The WHO has recommended the BPaL-L regimen as the preferred treatment for MDR patients since 2022.

However, bedaquiline stays in a patient’s body for longer than the other antibiotics in the mix do once someone stops taking it, and so there’s more chance that resistance can begin to develop against this drug, Ndjeka explained.

“When you have a population and people just stop taking the treatment, it’s a problem … the risk with this resistance [bedaquiline] is that if we don’t take measures it will just continue growing.”

Moving forward

Finding quicker ways to test patients for resistance to TB drugs and teaching them about why it’s important to stick with their treatment are two ways the health department aims to tackle this emerging reality, says Ndjeka.

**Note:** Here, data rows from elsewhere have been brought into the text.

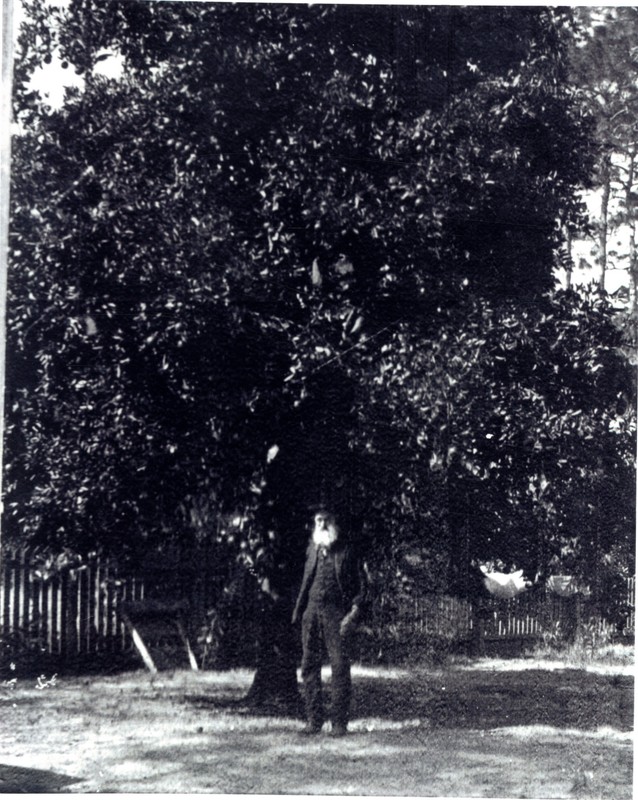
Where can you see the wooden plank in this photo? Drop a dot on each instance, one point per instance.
(54, 610)
(91, 606)
(25, 597)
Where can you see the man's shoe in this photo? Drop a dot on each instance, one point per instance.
(311, 729)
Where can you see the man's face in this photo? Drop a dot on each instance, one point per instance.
(323, 521)
(325, 531)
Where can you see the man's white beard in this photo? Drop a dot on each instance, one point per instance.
(325, 537)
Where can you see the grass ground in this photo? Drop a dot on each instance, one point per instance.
(488, 728)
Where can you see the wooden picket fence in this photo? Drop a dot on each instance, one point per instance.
(71, 612)
(76, 612)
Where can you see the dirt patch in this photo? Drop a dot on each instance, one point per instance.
(475, 731)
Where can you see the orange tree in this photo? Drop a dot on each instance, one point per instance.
(297, 255)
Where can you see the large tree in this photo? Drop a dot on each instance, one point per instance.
(230, 266)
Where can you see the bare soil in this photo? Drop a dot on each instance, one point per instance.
(515, 728)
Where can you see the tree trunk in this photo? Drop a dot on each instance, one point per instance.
(604, 214)
(274, 684)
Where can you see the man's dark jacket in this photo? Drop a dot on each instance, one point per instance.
(350, 577)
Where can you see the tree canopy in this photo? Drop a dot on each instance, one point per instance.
(304, 253)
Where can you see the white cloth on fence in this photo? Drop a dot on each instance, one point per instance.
(504, 585)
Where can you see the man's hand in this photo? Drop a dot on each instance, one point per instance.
(348, 621)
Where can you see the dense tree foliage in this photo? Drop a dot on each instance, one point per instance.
(299, 254)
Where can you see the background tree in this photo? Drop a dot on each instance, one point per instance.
(604, 63)
(298, 255)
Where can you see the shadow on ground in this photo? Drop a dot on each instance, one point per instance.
(569, 698)
(23, 780)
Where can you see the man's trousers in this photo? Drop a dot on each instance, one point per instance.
(320, 625)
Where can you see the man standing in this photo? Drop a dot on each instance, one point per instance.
(332, 592)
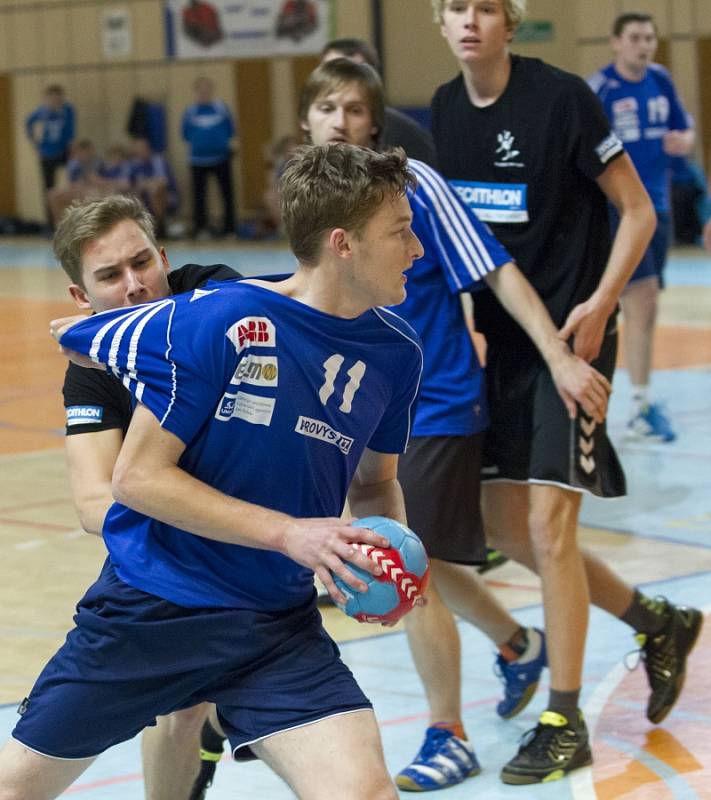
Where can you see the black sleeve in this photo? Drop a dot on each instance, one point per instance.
(94, 401)
(594, 144)
(193, 276)
(402, 131)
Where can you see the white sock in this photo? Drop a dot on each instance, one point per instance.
(640, 397)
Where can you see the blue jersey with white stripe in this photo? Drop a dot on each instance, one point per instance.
(459, 251)
(641, 113)
(275, 402)
(208, 128)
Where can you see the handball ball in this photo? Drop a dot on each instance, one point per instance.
(406, 571)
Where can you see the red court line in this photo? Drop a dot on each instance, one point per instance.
(39, 525)
(41, 504)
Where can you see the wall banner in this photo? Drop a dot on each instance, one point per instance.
(246, 28)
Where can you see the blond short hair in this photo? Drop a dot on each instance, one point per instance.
(336, 186)
(86, 220)
(515, 10)
(334, 75)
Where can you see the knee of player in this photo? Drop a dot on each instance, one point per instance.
(379, 788)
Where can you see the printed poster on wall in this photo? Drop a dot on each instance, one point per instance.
(246, 28)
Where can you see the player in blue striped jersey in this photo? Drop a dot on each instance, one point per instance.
(645, 112)
(343, 101)
(260, 403)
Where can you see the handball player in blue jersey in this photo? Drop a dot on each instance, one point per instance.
(544, 188)
(109, 251)
(260, 403)
(647, 115)
(439, 474)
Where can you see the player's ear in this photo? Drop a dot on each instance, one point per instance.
(340, 243)
(79, 296)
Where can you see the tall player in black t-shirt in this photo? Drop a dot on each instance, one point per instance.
(530, 149)
(108, 249)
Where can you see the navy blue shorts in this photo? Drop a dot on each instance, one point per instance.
(434, 470)
(133, 656)
(655, 256)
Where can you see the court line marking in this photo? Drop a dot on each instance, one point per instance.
(581, 781)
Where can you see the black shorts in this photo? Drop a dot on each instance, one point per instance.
(439, 476)
(531, 438)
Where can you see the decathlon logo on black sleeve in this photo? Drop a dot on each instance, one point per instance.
(84, 415)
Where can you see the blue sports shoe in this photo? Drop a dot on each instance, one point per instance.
(444, 760)
(520, 680)
(651, 424)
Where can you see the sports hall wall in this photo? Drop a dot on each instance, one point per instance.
(59, 41)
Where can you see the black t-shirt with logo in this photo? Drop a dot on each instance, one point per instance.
(527, 165)
(96, 401)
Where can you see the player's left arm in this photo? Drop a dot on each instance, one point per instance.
(681, 137)
(575, 380)
(375, 489)
(623, 188)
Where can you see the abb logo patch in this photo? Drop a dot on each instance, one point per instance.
(252, 332)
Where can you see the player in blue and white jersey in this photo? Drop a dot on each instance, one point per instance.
(209, 130)
(647, 115)
(343, 101)
(260, 403)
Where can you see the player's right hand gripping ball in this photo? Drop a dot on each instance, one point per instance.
(406, 570)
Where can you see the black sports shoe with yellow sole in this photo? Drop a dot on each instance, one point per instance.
(550, 751)
(664, 655)
(211, 744)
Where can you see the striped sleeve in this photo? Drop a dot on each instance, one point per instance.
(466, 248)
(155, 351)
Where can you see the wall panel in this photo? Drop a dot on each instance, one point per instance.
(24, 29)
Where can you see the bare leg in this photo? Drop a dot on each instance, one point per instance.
(340, 756)
(607, 590)
(25, 775)
(553, 522)
(171, 753)
(639, 307)
(467, 595)
(436, 650)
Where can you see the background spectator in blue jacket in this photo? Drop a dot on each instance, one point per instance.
(208, 128)
(50, 127)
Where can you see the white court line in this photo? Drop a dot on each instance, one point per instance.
(33, 544)
(581, 780)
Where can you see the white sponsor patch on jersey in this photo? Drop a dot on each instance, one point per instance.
(84, 415)
(248, 407)
(495, 202)
(252, 332)
(257, 371)
(317, 429)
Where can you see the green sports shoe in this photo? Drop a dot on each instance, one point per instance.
(550, 751)
(494, 559)
(664, 655)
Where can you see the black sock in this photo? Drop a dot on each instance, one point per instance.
(646, 615)
(210, 739)
(565, 703)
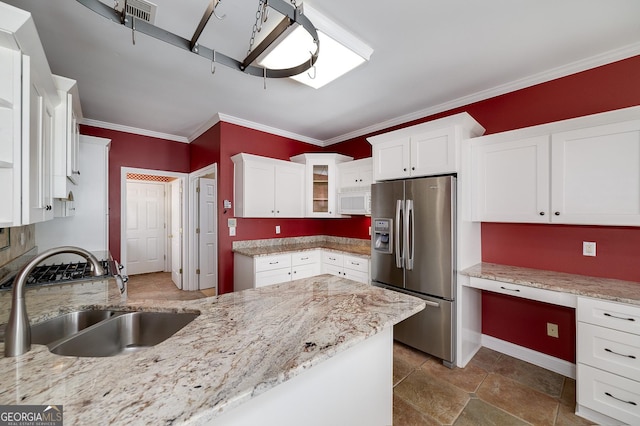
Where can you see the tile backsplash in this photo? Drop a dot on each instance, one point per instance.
(20, 240)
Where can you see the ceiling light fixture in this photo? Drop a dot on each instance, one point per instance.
(341, 51)
(292, 15)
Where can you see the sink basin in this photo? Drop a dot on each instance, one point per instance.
(66, 325)
(123, 333)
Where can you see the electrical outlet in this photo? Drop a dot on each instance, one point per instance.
(552, 330)
(588, 248)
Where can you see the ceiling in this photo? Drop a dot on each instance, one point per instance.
(428, 56)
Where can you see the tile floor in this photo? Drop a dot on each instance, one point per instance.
(493, 389)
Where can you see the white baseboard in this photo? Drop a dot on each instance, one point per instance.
(557, 365)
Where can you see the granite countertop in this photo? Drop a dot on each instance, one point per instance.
(241, 345)
(581, 285)
(352, 249)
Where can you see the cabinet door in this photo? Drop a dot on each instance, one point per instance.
(289, 190)
(349, 175)
(511, 181)
(258, 189)
(596, 175)
(433, 153)
(10, 136)
(36, 157)
(391, 159)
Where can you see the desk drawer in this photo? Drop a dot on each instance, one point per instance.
(617, 316)
(609, 350)
(533, 293)
(609, 394)
(356, 263)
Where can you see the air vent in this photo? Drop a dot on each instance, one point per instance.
(141, 9)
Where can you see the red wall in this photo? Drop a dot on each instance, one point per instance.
(130, 150)
(524, 322)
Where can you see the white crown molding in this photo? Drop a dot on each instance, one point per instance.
(134, 130)
(563, 71)
(268, 129)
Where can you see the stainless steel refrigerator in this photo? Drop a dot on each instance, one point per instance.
(413, 251)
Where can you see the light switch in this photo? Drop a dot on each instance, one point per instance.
(588, 248)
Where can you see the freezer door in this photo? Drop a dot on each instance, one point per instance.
(430, 236)
(387, 201)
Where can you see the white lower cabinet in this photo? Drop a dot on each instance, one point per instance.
(260, 271)
(608, 361)
(351, 267)
(254, 272)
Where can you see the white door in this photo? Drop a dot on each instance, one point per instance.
(207, 234)
(175, 236)
(146, 233)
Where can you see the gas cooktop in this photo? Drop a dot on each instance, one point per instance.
(62, 273)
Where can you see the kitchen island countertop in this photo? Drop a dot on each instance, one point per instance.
(241, 345)
(580, 285)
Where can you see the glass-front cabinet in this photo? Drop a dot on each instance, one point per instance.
(321, 183)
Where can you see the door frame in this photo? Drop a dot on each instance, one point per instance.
(192, 261)
(123, 215)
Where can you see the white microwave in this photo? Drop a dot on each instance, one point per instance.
(354, 202)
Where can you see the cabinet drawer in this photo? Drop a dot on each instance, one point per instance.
(305, 271)
(273, 262)
(361, 277)
(610, 350)
(273, 276)
(356, 263)
(609, 394)
(609, 314)
(305, 257)
(331, 258)
(539, 294)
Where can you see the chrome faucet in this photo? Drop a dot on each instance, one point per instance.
(17, 336)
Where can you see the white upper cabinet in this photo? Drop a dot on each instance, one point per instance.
(28, 100)
(596, 175)
(66, 169)
(321, 183)
(511, 181)
(430, 148)
(267, 187)
(356, 174)
(588, 175)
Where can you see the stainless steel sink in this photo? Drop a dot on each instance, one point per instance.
(66, 325)
(122, 333)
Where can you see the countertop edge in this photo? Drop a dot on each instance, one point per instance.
(610, 289)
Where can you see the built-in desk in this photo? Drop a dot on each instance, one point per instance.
(607, 369)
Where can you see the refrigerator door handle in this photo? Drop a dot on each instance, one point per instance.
(398, 249)
(409, 242)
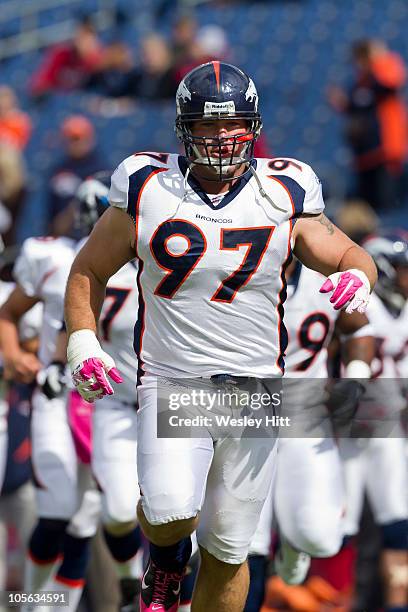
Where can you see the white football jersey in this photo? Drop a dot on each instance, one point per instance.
(42, 270)
(116, 324)
(391, 335)
(309, 320)
(211, 277)
(30, 324)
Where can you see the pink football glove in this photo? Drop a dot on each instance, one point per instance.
(350, 288)
(90, 366)
(91, 379)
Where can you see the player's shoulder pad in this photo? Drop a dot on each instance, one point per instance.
(299, 181)
(131, 174)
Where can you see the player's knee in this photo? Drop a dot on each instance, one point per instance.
(169, 496)
(319, 537)
(211, 564)
(169, 533)
(117, 512)
(395, 535)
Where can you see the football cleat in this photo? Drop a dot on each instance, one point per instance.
(160, 591)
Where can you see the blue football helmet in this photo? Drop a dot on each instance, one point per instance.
(389, 249)
(92, 200)
(217, 90)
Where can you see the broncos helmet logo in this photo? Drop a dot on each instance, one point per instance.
(182, 94)
(251, 94)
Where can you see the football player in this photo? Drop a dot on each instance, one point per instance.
(67, 504)
(213, 231)
(114, 440)
(309, 496)
(377, 463)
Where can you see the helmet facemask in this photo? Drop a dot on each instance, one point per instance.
(217, 91)
(199, 149)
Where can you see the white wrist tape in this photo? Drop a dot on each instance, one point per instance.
(82, 345)
(357, 369)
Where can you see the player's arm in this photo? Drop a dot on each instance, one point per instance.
(322, 246)
(108, 248)
(19, 365)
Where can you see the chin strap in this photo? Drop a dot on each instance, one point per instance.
(263, 192)
(186, 189)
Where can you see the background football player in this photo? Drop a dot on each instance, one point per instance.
(207, 309)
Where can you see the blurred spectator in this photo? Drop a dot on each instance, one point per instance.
(12, 190)
(357, 219)
(81, 159)
(183, 37)
(15, 125)
(67, 66)
(15, 131)
(212, 41)
(377, 127)
(113, 73)
(209, 43)
(151, 80)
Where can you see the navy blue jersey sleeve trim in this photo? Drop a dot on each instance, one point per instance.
(296, 192)
(136, 183)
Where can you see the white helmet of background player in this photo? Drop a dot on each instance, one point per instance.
(92, 201)
(389, 249)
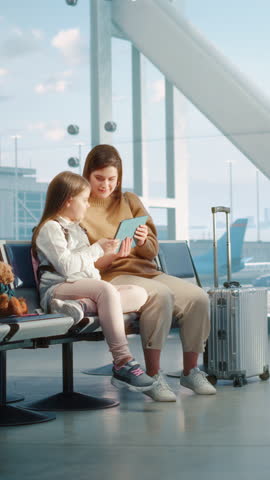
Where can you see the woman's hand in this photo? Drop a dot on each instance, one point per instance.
(108, 245)
(125, 248)
(141, 235)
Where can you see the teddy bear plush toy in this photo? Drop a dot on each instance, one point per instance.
(9, 304)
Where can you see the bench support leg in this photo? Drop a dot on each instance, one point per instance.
(68, 399)
(9, 415)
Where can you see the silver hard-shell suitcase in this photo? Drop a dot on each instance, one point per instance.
(238, 341)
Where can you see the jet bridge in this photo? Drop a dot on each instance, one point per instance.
(205, 76)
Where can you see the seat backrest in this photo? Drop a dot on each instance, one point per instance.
(18, 255)
(175, 259)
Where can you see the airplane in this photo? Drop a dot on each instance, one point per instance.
(204, 263)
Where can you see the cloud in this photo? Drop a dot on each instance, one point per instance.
(158, 91)
(5, 98)
(3, 72)
(19, 42)
(55, 134)
(70, 45)
(36, 126)
(37, 33)
(58, 83)
(58, 86)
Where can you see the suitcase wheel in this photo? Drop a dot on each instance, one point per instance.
(212, 379)
(264, 375)
(238, 382)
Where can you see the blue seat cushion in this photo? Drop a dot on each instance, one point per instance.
(19, 257)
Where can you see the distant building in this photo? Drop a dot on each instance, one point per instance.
(21, 202)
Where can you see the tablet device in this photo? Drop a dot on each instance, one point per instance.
(127, 228)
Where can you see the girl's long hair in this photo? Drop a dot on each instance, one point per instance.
(103, 156)
(60, 189)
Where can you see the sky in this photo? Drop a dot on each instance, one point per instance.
(45, 86)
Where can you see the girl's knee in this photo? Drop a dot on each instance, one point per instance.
(108, 289)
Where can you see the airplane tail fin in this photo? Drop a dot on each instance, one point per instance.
(237, 231)
(204, 263)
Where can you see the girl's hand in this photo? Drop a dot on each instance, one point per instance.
(125, 248)
(141, 235)
(108, 245)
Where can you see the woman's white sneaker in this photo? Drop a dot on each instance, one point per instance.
(161, 392)
(70, 308)
(196, 380)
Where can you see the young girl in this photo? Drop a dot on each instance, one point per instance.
(69, 281)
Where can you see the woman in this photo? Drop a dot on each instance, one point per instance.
(167, 296)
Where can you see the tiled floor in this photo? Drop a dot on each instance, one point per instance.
(226, 436)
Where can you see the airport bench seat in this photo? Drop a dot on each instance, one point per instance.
(45, 330)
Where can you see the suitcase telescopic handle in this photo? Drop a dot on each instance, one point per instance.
(225, 210)
(220, 209)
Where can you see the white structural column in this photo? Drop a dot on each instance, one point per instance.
(101, 72)
(201, 73)
(137, 121)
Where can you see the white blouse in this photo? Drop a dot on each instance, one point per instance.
(71, 255)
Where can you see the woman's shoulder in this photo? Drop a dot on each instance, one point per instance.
(131, 197)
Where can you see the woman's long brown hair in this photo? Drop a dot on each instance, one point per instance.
(103, 156)
(60, 189)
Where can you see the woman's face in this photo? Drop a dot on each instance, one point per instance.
(103, 182)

Resistance to bedaquiline isn’t new, though; in fact, it’s been seen around the world, including in South Africa, when the drug first replaced kanamycin and amikacin injections to treat MDR-TB in 2018. 

Initially, bedaquiline was part of a regimen of pills that included seven drugs that had to be taken over nine months. But recommendations from the World Health Organisation showed that swapping out four of the drugs for pretomanid instead worked just as well and shortened the treatment to six months. 

In a South African study, researchers tracked possible bedaquiline resistance in 2 023 patients treated for MDR-TB at public hospitals and clinics between 2015 and 2019. At the start of the study period, 76 patients — just under 4% — were already resistant to the drug even though they had never taken bedaquiline before. 

This was worrying, because resistance was expected to be more likely in patients who had previous exposure to the drug. 

Data from three provinces from March 2023 to February 2024, shows this figure has jumped to about 6.5%, said Ndjeka.

South Africa’s TB Recovery Plan, a strategy introduced in 2022 and which gets updated every year to undo the backslide in fighting TB during the COVID-19 pandemic and its restrictions, outlines ways to deal with bedaquiline resistance.

Part of this is to speed up the way the country tests how anti-TB drugs work in patients, and with the new DNA-based method, a single test can be used to check for resistance against many drugs — fast. 

But two things will remain important to fight TB in South Africa, says Ndjeka. One is to find patients with resistant disease; the other is to start treatment and make sure they stay on their medicines. 

“You can’t deny 2 000 people [treatment] because you might get 100 resistant among them [and for whom treatment won’t work]. We are making the effort to find these people early and give them the treatment.”

Zano Kunene is a health journalist at Bhekisisa.